Thursday, 4 April 2013

Why You Should Not Use WinBUGS (or OpenBUGS)

The BUGS project did a lot to bring Gibbs sampling to the masses. But by using a non-mainstream development environment, it has painted itself into a corner.

My initial objection to using BUGS was that WinBUGS only ran on Windows PCs. That meant I couldn't run it on my desktop, and I couldn't run it on the university high-end cluster. The only way I could run it on a Linux box would be to set up a Windows Virtual Machine.

Attempts to run it using Wine on my desktop would fail with odd errors - current one is "trap #101" and a traceback list, although I've also seen various memory errors once I have started it. I can't trust it to be doing anything right.

Trust was another reason I was far from keen on using WinBUGS. It was released under a closed-source license. There was no right to modify or redistribute WinBUGS. There was even a fee for a registration code that unlocked some features - although that fee is currently $0 and the unlocking key is freely available.

The last patch for WinBUGS was dated August 2007, over five years ago. The most recent update on the WinBUGS development page talks about a beta-test period ending nearly nine years ago. Because things have moved on. In 2004, OpenBUGS was born. The code was made available under the GNU GPL, a license that allows modifications and redistributions, and most of all allows - indeed insists on - access to the source code.

So let's look at the source code. The Download page on the OpenBUGS site even has a Linux Download section with a link to a 'source package'. But this turns out to be misleading - its actually a binary shared library with a short C file that links to it and calls the main routine in it. Where is the source code? It supposes to be on SourceForge, but although there appears to be code checkins, I find nothing in the SVN repo:

I'm sure this has all worked before. So what's going on now? In desperation, I emailed one of the developers. He reports they are ironing out a few wrinkles in the source code, and everything will be back to normal within a few weeks.

Even when I do have the source code, development is problematic. The code is written in Component Pascal, and can only be read with the BlackBox Component Builder from Oberon Microsystems. The files are not plain text. The Component Builder only runs on Windows. An email on the OpenBUGS mailing list in July 2012 claims that the BlackBox tools have been abandoned by their own developers, which is why there's no true 64-bit OpenBUGS.

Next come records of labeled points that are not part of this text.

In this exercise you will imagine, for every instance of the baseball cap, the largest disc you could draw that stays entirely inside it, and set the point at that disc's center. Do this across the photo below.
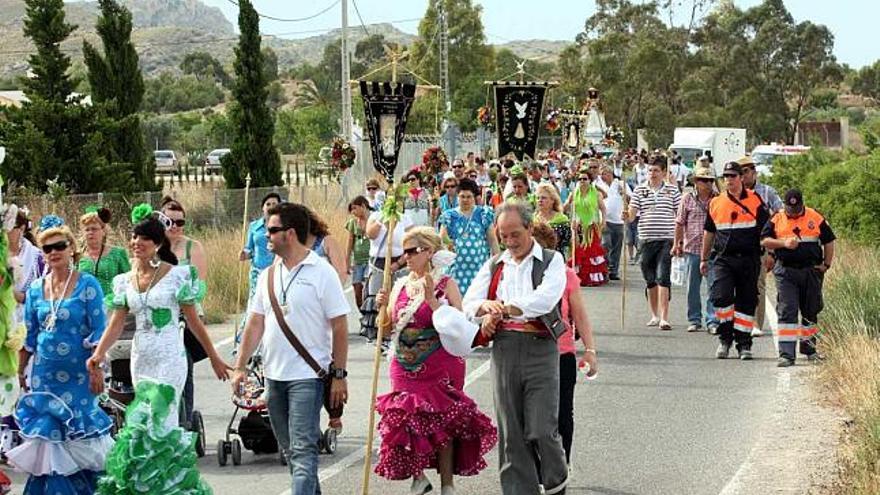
(732, 168)
(794, 200)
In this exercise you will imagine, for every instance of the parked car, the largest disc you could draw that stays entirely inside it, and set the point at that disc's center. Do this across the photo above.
(212, 161)
(166, 162)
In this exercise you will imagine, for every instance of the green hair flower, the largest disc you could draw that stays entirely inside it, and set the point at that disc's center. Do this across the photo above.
(140, 212)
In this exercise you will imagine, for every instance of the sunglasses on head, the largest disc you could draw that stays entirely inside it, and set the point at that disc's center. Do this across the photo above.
(55, 246)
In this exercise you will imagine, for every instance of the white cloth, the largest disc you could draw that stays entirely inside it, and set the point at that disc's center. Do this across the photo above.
(456, 332)
(314, 298)
(379, 244)
(614, 199)
(516, 285)
(157, 353)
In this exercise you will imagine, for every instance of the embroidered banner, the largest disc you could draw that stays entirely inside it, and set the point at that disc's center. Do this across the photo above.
(387, 107)
(518, 111)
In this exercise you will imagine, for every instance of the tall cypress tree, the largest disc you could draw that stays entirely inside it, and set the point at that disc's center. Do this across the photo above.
(253, 150)
(118, 88)
(54, 135)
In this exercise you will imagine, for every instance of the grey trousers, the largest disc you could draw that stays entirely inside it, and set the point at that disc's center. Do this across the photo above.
(525, 373)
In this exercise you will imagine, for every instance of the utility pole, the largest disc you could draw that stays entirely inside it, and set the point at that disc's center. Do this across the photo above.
(444, 63)
(346, 76)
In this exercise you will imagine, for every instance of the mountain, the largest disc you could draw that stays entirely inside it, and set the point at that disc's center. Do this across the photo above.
(166, 30)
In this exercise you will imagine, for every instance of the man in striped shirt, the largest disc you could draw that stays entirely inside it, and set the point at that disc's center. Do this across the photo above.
(656, 203)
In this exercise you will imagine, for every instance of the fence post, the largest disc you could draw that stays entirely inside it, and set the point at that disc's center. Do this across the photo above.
(216, 207)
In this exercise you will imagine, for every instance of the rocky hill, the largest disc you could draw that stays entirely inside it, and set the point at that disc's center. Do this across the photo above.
(166, 30)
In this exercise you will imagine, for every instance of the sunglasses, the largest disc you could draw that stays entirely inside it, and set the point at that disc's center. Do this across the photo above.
(413, 251)
(55, 246)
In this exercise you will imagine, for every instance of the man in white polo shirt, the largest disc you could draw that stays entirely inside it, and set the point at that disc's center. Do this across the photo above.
(310, 295)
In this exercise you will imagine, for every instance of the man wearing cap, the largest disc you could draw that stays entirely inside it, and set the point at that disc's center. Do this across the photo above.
(688, 242)
(771, 200)
(733, 241)
(803, 248)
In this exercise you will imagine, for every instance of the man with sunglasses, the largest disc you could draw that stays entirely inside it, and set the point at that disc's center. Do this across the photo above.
(310, 299)
(771, 200)
(733, 241)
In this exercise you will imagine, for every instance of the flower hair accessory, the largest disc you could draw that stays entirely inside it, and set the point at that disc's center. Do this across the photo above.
(140, 212)
(50, 222)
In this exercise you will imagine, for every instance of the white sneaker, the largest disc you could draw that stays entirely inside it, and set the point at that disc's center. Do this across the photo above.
(420, 486)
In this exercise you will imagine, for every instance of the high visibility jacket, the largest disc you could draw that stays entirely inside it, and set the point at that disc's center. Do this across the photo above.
(737, 225)
(810, 229)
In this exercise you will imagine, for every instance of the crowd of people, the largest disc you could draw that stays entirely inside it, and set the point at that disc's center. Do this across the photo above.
(483, 254)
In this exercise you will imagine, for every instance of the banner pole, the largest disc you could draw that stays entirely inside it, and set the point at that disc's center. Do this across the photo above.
(383, 322)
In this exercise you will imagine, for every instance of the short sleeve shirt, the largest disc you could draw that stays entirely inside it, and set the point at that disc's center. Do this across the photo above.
(313, 295)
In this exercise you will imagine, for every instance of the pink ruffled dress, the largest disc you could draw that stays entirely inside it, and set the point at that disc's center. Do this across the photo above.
(427, 408)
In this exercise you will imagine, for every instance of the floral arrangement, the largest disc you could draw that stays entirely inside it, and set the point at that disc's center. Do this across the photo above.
(342, 155)
(485, 116)
(433, 160)
(552, 123)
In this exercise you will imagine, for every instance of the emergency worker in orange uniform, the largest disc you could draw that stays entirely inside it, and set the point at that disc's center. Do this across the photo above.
(803, 246)
(733, 241)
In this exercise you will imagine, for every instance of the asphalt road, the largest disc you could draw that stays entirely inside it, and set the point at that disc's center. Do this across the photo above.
(663, 417)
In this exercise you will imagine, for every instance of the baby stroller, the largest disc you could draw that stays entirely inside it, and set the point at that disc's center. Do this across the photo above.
(120, 387)
(254, 430)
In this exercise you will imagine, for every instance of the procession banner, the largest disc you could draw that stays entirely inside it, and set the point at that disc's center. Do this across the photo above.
(518, 112)
(387, 107)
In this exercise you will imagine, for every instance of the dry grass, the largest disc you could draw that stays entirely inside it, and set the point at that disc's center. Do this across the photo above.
(850, 331)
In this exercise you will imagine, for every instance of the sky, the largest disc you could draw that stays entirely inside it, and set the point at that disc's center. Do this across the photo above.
(853, 22)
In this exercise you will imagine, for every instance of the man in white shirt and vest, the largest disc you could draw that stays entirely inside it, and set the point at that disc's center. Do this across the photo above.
(517, 294)
(309, 295)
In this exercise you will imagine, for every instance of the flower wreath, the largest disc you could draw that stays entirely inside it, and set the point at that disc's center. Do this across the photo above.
(342, 155)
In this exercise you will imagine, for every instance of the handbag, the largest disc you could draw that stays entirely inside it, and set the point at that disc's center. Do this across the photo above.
(300, 349)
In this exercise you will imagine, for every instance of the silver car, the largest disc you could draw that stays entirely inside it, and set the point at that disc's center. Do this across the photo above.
(212, 161)
(166, 162)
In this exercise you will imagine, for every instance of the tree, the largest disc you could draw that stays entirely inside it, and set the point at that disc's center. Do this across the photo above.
(470, 58)
(55, 135)
(118, 87)
(867, 81)
(253, 150)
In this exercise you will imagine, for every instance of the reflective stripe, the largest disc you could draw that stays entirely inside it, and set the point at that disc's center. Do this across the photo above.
(743, 322)
(788, 332)
(737, 225)
(724, 314)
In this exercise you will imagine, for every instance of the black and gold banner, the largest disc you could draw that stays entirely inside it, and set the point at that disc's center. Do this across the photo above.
(518, 111)
(387, 107)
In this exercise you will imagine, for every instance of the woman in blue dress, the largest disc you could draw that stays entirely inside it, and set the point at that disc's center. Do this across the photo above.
(67, 435)
(470, 228)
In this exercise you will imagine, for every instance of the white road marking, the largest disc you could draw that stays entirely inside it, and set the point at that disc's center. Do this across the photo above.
(783, 387)
(358, 455)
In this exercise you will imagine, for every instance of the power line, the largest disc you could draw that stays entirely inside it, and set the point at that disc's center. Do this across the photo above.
(358, 12)
(272, 18)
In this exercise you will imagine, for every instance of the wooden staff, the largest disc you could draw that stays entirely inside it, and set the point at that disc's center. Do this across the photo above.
(244, 229)
(383, 322)
(625, 260)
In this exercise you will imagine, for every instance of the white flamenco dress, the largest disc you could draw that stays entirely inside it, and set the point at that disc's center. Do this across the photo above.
(152, 453)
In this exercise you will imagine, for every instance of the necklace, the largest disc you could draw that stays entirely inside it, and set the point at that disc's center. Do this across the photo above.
(55, 301)
(285, 289)
(144, 296)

How the Linux binary is produced is also a mystery. I can't find any clues on the OpenBUGS developer pages about how to build it. Clearly some kind of cross-compilation or embedding of Windows code is needed. But a handy guide to do it, I can not find.

Other open-source software is not as difficult as this. Most R packages install from source code with a one-line build command. Installing python packages can be as simple as 'pip install packagename'. I can configure, compile, and build a major open-source GIS in two command lines. Why has OpenBUGS got so difficult?

  • It used a very niche language and toolset. Pascal, and Component Pascal, was a minority interest back when the BUGS project started. But they got in deep pretty soon. Even though the language is perhaps richer than the C and C++ systems of its time, they've been hit by the problem outlined in "Don't be Distracted By Superior Technology" by James Hague.
  • It targeted Windows only, providing a low barrier to entry for simple users. However, by not building a cross-platform solution it alienated more technical users running Unix variants, the sort of people who form the majority of developers.
  • It failed to build a community. By not attracting developers, development was reliant on the paid staff. The current page of "Future Developments" has plenty of things that people could be getting on with, but the esoteric and restricted development environment shuts out many people.
  • It opened up too late. Now we have true open-source alternatives that can run many of the BUGS models - such as JAGS, stan, PyMC, and several specialised R packages. These packages are also easy to extend with custom distributions and models. Few people are going to put development effort into OpenBUGS now.
So what of the future? If the BlackBox Component Builder is dead, then there is a big brick wall ahead once that stops working with the current version of Windows. It is Open Source, but probably requires an elite skill set to get it working. But if that goes not only will you not be able to run your models, you won't even be able to open your model files. That's so important I'll repeat that. You will not be able to read your model files. Imagine not being able to open your old Word files. Oh wait, you probably cant.

 There's a paper in Statistics in Medicine (2009) by David Lunn et al that talks about a foundation for BUGS code, but there's no sign of this existing as of now. Plenty of other projects thrive without needing a foundation, you just have to open the code, make working with it easy, and people will come. I'm not sure if this is possible without re-implementing OpenBUGS in a mainstream language such as C++ or Python. Without doing that, OpenBUGS is a dead end.